Is the rebound from the Qwikster debacle going qwikly for Netflix?
Based on two new pieces of Netflix news, it appears that all of the customers that Reed Hastings and company had angered are starting to forgive the company for its infamous price hike in July 2011 and aborted Qwikster launch in October.
First, we have a customer satisfaction survey from customer analytics firm ForeSee, which found that Netflix's satisfaction levels are creeping up from lows the company experienced in 2011. Considering that ForeSee measured Netflix as the "biggest loser in customer satisfaction" of all online retailers in 2011, the company's gains, however modest, have to be taken as good news.
Second, and more tellingly, is this quote from Netflix CFO David Wells at the J.P. Morgan Technology, Media and Telecom Conference (yes, the same one where Verizon CFO Fran Shammo spilled the beans on his company's plans to end grandfathered unlimited plans -- busy conference this year!). Apparently, Netflix is winning back customers in droves, and many of those customers are returning after having left in righteous anger over the price hike and/or Qwikster debacles. Here's the money quote by Wells from the Wednesday session, as transcribed by John Biggs at TechCrunch:
...the improvements in retention and our growth in Q1 and Q2 since Q3 and Q4 of last year make us feel pretty good.
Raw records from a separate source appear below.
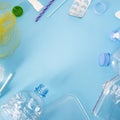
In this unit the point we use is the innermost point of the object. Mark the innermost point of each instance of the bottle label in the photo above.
(79, 8)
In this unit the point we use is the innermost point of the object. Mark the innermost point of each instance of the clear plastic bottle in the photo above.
(113, 60)
(25, 105)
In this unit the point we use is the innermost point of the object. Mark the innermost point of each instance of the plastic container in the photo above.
(68, 107)
(113, 60)
(108, 104)
(9, 33)
(25, 105)
(115, 35)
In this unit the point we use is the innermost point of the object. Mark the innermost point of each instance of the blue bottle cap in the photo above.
(104, 59)
(41, 90)
(115, 35)
(100, 7)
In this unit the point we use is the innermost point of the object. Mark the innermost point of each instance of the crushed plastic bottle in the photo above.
(113, 60)
(107, 106)
(25, 105)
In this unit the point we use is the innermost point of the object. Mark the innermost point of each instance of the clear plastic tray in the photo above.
(108, 104)
(66, 108)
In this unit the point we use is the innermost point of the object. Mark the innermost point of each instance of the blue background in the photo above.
(62, 52)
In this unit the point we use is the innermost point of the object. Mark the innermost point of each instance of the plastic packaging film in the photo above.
(108, 104)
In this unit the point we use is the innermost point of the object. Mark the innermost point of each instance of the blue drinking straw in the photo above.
(44, 10)
(56, 8)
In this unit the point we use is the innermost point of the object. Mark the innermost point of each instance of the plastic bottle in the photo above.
(25, 105)
(9, 32)
(107, 59)
(115, 36)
Rejoined or folks rejoining the service still remain about a third of our new subscribers that are coming in. Even streaming-only subscriptions, who should not have faced an impact, reacted to last year. We think that’s a result of the negative PR, the swirl that was around the brand and the company will dissipate over time.
From the numbers Wells is giving -- that a full third of new sign-ups are returning customers -- it seems like that "negative PR swirl" is already dissipating. Remember that in Fall 2011, after the price hike, Netflix reported a larger drop in subscribers than it had anticipated -- and it had already anticipated a pretty large drop in subscribers. The reason: Subscribers hated the pricing changes and let Netflix know how they felt by taking their money elsewhere.
"Our primary issue," wrote Wells and CEO Reed Hastings in a letter to investors, "is many of our long-term members felt shocked by the pricing changes, and more of them have expressed that by canceling Netflix than we expected."
Now, they're coming back. Perhaps we are forgiving Netflix, or realizing that the other options are either less satisfying or far more expensive. The acquisition of "Arrested Development," Season 4, didn't hurt, nor does its ongoing tiff with much-loathed cable giant Comcast. Whatever it is, old subscribers are on their way back to the streaming service; perhaps Netflix should change its motto to "Forgive and Forget."